Lance supports flexible schema and data evolution (docs). You can add/drop columns, backfill with SQL or Python, rename fields, or change data types without rewriting the whole dataset. In practice this lets you:
  • Introduce fresh metadata (moderation labels, embeddings, quality scores) as new signals become available.
  • Add new columns to existing datasets without re-exporting terabytes of video.
  • Adjust column names or shrink storage (e.g., cast embeddings to float16) while keeping previous snapshots queryable for reproducibility.
import lance
import pyarrow as pa
import numpy as np

# Assumes you ran the export to Lance example above to store a local subset of the data
# ds = lance.dataset("./laion_1m_local")

# 1. Add a schema-only column (data to be added later)
dataset.add_columns(pa.field("moderation_label", pa.string()))

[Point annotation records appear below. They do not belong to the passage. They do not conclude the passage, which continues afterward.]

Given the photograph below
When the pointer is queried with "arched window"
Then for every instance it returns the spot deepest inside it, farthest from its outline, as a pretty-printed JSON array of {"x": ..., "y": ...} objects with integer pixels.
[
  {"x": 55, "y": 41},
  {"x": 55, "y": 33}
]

# 2. Add a column with data backfill using a SQL expression
dataset.add_columns(
    {
        "moderation_label": "case WHEN \"NSFW\" > 0.5 THEN 'review' ELSE 'ok' END"
    }
)

# 3. Generate rich columns via Python batch UDFs
@lance.batch_udf()
def random_embedding(batch):
    arr = np.random.rand(batch.num_rows, 128).astype("float32")
    return pa.RecordBatch.from_arrays(
        [pa.FixedSizeListArray.from_arrays(arr.ravel(), 128)],
        names=["embedding"],
    )

dataset.add_columns(random_embedding)

# 4. Bring in offline annotations with merge
labels = pa.table({
    "id": pa.array([1, 2, 3]),
    "label": pa.array(["horse", "rabbit", "cat"]),
})
dataset.merge(labels, "id")

# 5. Rename or cast columns as needs change
dataset.alter_columns({"path": "quality_bucket", "name": "quality_tier"})
dataset.alter_columns({"path": "embedding", "data_type": pa.list_(pa.float16(), 128)})
These operations are automatically versioned, so prior experiments can still point to earlier versions while the dataset keeps evolving.

Citation

@article{schuhmann2022laion5b,
  title={LAION-5B: An open large-scale dataset for training next generation image-text models},
  author={Schuhmann, Christoph and others},
  journal={NeurIPS Datasets and Benchmarks Track},
  year={2022}
}

License

Content inherits LAION’s original licensing and safety guidelines. Review LAION policy before downstream use.